Un point de vigilance : une fois inscrit, vous devez déposer une déclaration à chaque période, même en l’absence de vente sur celle-ci. Une déclaration à zéro reste une déclaration obligatoire. L’oublier expose à des relances et à des pénalités évitables.

Configurer la TVA sur Shopify

Shopify gère nativement une bonne partie du sujet. Dans les paramètres de taxes, vous pouvez déclarer votre inscription à l’OSS et laisser la plateforme appliquer automatiquement le taux du pays de destination sur vos ventes intra-UE. Le catalogue affiche alors le bon prix TTC selon le marché du client.

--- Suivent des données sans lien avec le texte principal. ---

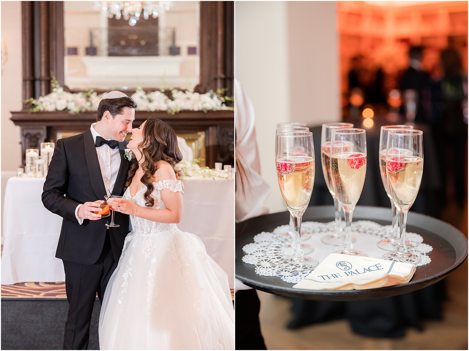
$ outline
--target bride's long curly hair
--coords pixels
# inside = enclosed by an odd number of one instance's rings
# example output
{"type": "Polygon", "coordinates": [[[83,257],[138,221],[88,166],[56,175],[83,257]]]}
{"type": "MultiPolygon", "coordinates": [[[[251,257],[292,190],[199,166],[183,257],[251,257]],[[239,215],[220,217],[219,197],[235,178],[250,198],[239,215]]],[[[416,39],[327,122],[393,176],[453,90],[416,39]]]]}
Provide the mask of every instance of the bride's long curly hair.
{"type": "MultiPolygon", "coordinates": [[[[174,172],[179,175],[180,172],[174,169],[174,166],[182,160],[182,154],[179,150],[174,129],[164,121],[150,117],[144,126],[142,136],[144,140],[137,145],[143,158],[142,168],[144,175],[140,181],[146,186],[146,190],[144,194],[146,201],[145,205],[151,207],[155,203],[151,194],[154,189],[152,182],[155,181],[154,176],[158,169],[158,161],[166,161],[171,165],[174,172]]],[[[138,168],[138,160],[134,158],[127,174],[126,188],[130,185],[132,178],[138,168]]]]}

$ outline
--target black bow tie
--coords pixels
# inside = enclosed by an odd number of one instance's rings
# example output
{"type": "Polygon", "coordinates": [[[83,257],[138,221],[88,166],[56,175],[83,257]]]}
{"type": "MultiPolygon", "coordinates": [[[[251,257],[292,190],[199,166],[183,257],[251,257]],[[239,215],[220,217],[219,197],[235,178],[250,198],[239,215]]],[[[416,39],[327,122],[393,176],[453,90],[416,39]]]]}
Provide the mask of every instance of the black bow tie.
{"type": "Polygon", "coordinates": [[[102,146],[105,144],[107,144],[111,149],[115,149],[117,147],[118,143],[119,142],[117,140],[106,140],[102,137],[98,136],[96,137],[96,142],[95,145],[97,147],[99,147],[99,146],[102,146]]]}

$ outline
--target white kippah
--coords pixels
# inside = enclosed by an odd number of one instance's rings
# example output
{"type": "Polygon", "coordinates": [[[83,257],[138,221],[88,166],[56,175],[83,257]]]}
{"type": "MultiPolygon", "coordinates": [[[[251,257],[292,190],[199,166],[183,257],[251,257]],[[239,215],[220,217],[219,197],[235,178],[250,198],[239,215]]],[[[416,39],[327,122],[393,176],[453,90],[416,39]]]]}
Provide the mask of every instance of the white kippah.
{"type": "Polygon", "coordinates": [[[117,99],[118,97],[127,97],[127,95],[121,91],[113,90],[108,93],[103,97],[103,99],[117,99]]]}

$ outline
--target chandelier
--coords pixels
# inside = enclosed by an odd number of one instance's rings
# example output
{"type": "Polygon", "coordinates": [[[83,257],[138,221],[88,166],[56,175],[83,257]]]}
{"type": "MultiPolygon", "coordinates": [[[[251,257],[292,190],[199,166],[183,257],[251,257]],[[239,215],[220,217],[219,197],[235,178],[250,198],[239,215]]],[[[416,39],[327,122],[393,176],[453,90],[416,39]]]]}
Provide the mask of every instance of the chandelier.
{"type": "Polygon", "coordinates": [[[123,18],[135,26],[140,17],[156,18],[169,9],[173,1],[96,1],[96,7],[106,13],[109,18],[123,18]]]}

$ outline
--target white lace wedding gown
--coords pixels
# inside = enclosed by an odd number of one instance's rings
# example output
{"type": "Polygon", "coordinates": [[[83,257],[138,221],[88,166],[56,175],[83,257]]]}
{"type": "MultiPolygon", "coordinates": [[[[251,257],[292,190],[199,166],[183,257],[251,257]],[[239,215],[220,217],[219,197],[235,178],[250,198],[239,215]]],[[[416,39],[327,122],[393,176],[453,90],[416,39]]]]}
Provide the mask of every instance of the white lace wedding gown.
{"type": "MultiPolygon", "coordinates": [[[[153,184],[152,208],[165,208],[161,191],[182,191],[181,181],[153,184]]],[[[146,189],[124,197],[144,206],[146,189]]],[[[101,307],[100,349],[234,350],[227,276],[201,240],[175,224],[131,218],[101,307]]]]}

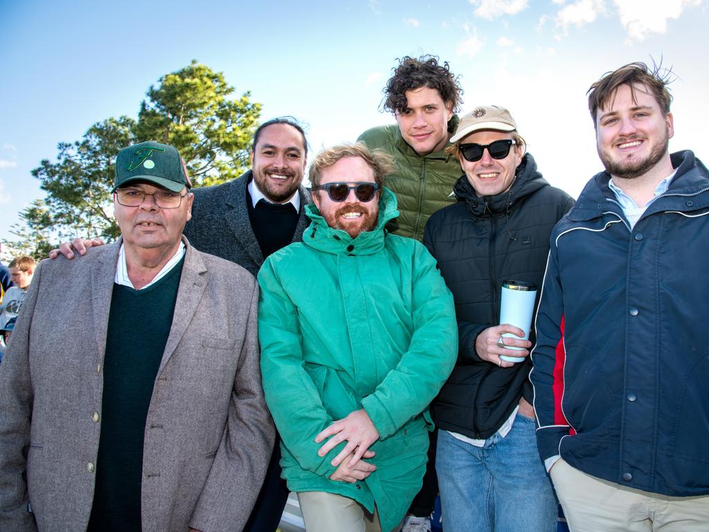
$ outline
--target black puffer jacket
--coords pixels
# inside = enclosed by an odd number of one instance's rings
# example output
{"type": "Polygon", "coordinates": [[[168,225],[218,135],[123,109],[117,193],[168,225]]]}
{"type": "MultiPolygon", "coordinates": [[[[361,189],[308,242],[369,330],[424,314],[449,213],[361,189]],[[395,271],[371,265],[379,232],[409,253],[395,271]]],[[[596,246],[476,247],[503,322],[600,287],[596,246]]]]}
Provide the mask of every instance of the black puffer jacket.
{"type": "MultiPolygon", "coordinates": [[[[541,288],[549,234],[574,200],[547,182],[528,153],[508,192],[478,197],[465,175],[454,192],[458,202],[431,216],[423,236],[453,293],[459,340],[455,369],[431,412],[440,428],[486,438],[510,416],[520,397],[532,403],[527,378],[532,362],[527,358],[513,367],[498,367],[478,357],[475,339],[499,323],[502,281],[526,281],[541,288]]],[[[530,339],[533,344],[534,324],[530,339]]]]}

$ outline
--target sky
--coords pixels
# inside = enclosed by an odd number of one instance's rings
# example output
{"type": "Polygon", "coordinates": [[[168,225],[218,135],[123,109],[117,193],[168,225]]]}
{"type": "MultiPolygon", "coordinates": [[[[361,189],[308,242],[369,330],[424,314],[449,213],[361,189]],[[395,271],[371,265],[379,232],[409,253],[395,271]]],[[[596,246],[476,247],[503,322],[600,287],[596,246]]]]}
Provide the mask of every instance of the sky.
{"type": "Polygon", "coordinates": [[[30,174],[95,122],[137,118],[150,85],[193,59],[291,115],[312,150],[393,122],[381,89],[404,55],[447,61],[462,111],[507,107],[539,170],[574,197],[602,170],[586,92],[661,60],[676,79],[670,150],[709,160],[709,0],[219,2],[0,0],[0,240],[43,197],[30,174]]]}

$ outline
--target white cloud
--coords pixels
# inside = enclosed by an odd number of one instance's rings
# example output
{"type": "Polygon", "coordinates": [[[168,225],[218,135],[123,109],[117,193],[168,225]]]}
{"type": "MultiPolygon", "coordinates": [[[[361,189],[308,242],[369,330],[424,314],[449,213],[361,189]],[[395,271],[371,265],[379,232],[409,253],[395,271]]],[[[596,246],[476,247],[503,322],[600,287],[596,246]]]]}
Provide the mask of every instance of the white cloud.
{"type": "Polygon", "coordinates": [[[564,6],[554,17],[557,26],[561,26],[564,33],[569,26],[580,28],[593,22],[599,15],[605,14],[605,4],[603,0],[579,0],[574,4],[564,6]]]}
{"type": "Polygon", "coordinates": [[[473,13],[483,18],[495,18],[503,15],[516,15],[527,7],[527,0],[469,0],[477,6],[473,13]]]}
{"type": "Polygon", "coordinates": [[[456,52],[458,55],[467,55],[469,57],[473,57],[480,52],[480,50],[483,49],[484,45],[484,41],[481,41],[478,38],[477,29],[474,28],[473,34],[465,40],[458,43],[456,52]]]}
{"type": "Polygon", "coordinates": [[[613,3],[628,40],[641,41],[649,33],[666,33],[668,18],[679,18],[683,9],[698,6],[701,0],[664,0],[654,2],[652,9],[644,0],[613,0],[613,3]]]}
{"type": "Polygon", "coordinates": [[[10,194],[5,192],[5,183],[0,179],[0,205],[8,205],[11,200],[10,194]]]}
{"type": "Polygon", "coordinates": [[[370,74],[369,76],[367,77],[367,80],[364,82],[364,87],[369,87],[369,85],[373,84],[380,77],[381,77],[381,74],[379,72],[370,74]]]}

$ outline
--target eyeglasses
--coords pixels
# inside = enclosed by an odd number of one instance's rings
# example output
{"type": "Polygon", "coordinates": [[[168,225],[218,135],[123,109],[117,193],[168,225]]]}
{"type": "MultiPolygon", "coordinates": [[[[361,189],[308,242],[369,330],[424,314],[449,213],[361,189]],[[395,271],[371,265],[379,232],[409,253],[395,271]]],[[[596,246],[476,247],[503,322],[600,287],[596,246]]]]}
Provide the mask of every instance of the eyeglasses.
{"type": "Polygon", "coordinates": [[[189,192],[180,194],[171,190],[158,190],[152,194],[138,189],[118,189],[116,198],[125,207],[140,207],[145,201],[146,196],[152,196],[155,205],[160,209],[177,209],[182,204],[182,198],[189,192]]]}
{"type": "Polygon", "coordinates": [[[489,144],[477,144],[476,143],[461,144],[460,153],[463,154],[465,160],[476,162],[483,158],[483,153],[486,148],[488,153],[493,159],[504,159],[509,155],[510,148],[515,144],[517,143],[511,138],[496,140],[489,144]]]}
{"type": "Polygon", "coordinates": [[[327,190],[328,195],[333,201],[344,201],[350,196],[350,191],[354,190],[354,195],[360,201],[371,201],[374,197],[379,185],[376,183],[357,183],[350,187],[347,183],[327,183],[316,187],[316,190],[327,190]]]}

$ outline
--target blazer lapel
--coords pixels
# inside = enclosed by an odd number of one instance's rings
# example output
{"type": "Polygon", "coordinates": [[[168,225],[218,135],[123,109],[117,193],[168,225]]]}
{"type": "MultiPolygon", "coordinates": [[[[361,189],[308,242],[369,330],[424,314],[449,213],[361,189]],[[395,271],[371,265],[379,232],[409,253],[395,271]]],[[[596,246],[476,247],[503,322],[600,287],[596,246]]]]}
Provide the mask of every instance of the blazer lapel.
{"type": "Polygon", "coordinates": [[[246,206],[246,187],[251,180],[252,172],[249,170],[232,183],[231,191],[227,200],[231,210],[225,214],[226,222],[234,233],[234,236],[241,243],[252,260],[258,265],[264,262],[264,256],[256,240],[256,235],[251,227],[249,210],[246,206]]]}
{"type": "Polygon", "coordinates": [[[118,238],[107,248],[113,250],[102,253],[101,258],[91,267],[91,306],[93,316],[94,332],[96,338],[96,352],[102,361],[106,353],[106,338],[108,330],[108,314],[111,311],[111,298],[113,293],[116,267],[118,260],[122,238],[118,238]]]}
{"type": "Polygon", "coordinates": [[[158,375],[162,371],[182,340],[187,330],[187,326],[192,321],[192,317],[207,287],[207,268],[204,262],[186,238],[183,237],[182,241],[186,246],[184,264],[182,266],[179,287],[177,288],[177,299],[175,301],[172,326],[170,327],[170,333],[165,344],[165,350],[162,353],[160,367],[157,370],[158,375]]]}

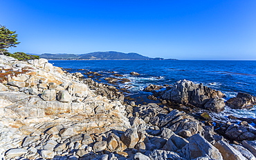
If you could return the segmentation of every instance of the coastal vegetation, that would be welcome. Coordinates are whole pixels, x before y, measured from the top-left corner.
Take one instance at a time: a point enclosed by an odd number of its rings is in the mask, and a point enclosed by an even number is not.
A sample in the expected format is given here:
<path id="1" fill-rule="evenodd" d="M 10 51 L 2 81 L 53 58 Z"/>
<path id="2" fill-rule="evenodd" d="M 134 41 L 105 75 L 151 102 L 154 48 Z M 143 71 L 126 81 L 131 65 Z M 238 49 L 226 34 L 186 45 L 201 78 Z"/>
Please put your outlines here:
<path id="1" fill-rule="evenodd" d="M 19 44 L 16 31 L 11 31 L 6 26 L 0 25 L 0 53 L 3 54 L 10 47 L 16 47 Z"/>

Encore faut-il que les taux et les paramètres soient corrects et tenus à jour, car ils varient selon les pays et parfois selon le type de produit. Une mauvaise configuration facture un taux erroné, ce qui crée des écarts comptables et des litiges clients. Nous ne donnons pas ici de taux chiffrés justement parce qu’ils évoluent : vérifiez-les à la source pour chaque pays où vous vendez.

Le vrai enjeu technique est la cohérence entre la boutique et vos outils de gestion. Les montants collectés dans Shopify doivent correspondre exactement à ce que vous déclarez. Quand le volume grimpe, connecter la boutique à votre système comptable évite les ressaisies et les écarts. C’est le rôle d’une intégration ERP bien pensée, qui fiabilise la remontée des données de TVA par marché.

Le cas du stock à l’étranger : la limite de l’OSS

Une confusion revient souvent. L’OSS couvre les ventes à distance depuis un stock situé dans votre pays ou ailleurs dans l’UE. Mais dès que vous détenez un stock local dans un pays de destination, par exemple en utilisant un entrepôt de préparation de commandes en Allemagne, la donne change. Ce stock crée généralement une obligation d’immatriculation à la TVA dans ce pays, que l’OSS ne dispense pas.

Autrement dit, l’OSS simplifie la vente à distance, pas la présence physique. Si votre logistique implique des stocks déportés, vous cumulerez souvent OSS pour la vente à distance et immatriculations locales pour les stocks. C’est un cas typique où l’accompagnement d’un expert évite une erreur structurante, et où l’architecture de vos flux e-commerce doit être pensée en amont.

OSS et ventes B2B : la nuance à connaître

L’OSS vise le B2C, c’est-à-dire les ventes à des particuliers non assujettis. Les ventes B2B, entre entreprises assujetties à la TVA, suivent un régime différent, celui des livraisons intracommunautaires, avec autoliquidation par l’acheteur et numéro de TVA intracommunautaire.

Cette distinction est essentielle pour les marques qui vendent à la fois aux particuliers et aux professionnels. Une même boutique peut avoir à gérer deux logiques fiscales en parallèle. Si le B2B pèse dans votre activité, votre plateforme doit savoir distinguer les deux flux dès le panier. C’est un sujet que nous traitons dans nos projets e-commerce B2B et pour les grossistes et distributeurs sur Shopify, où la gestion fine de la TVA conditionne toute la mécanique de commande. Une intégration ERP dédiée au B2B permet d’automatiser ce tri sans intervention manuelle.

Les erreurs qui coûtent cher

Quatre erreurs reviennent régulièrement chez les marques qui s’internationalisent.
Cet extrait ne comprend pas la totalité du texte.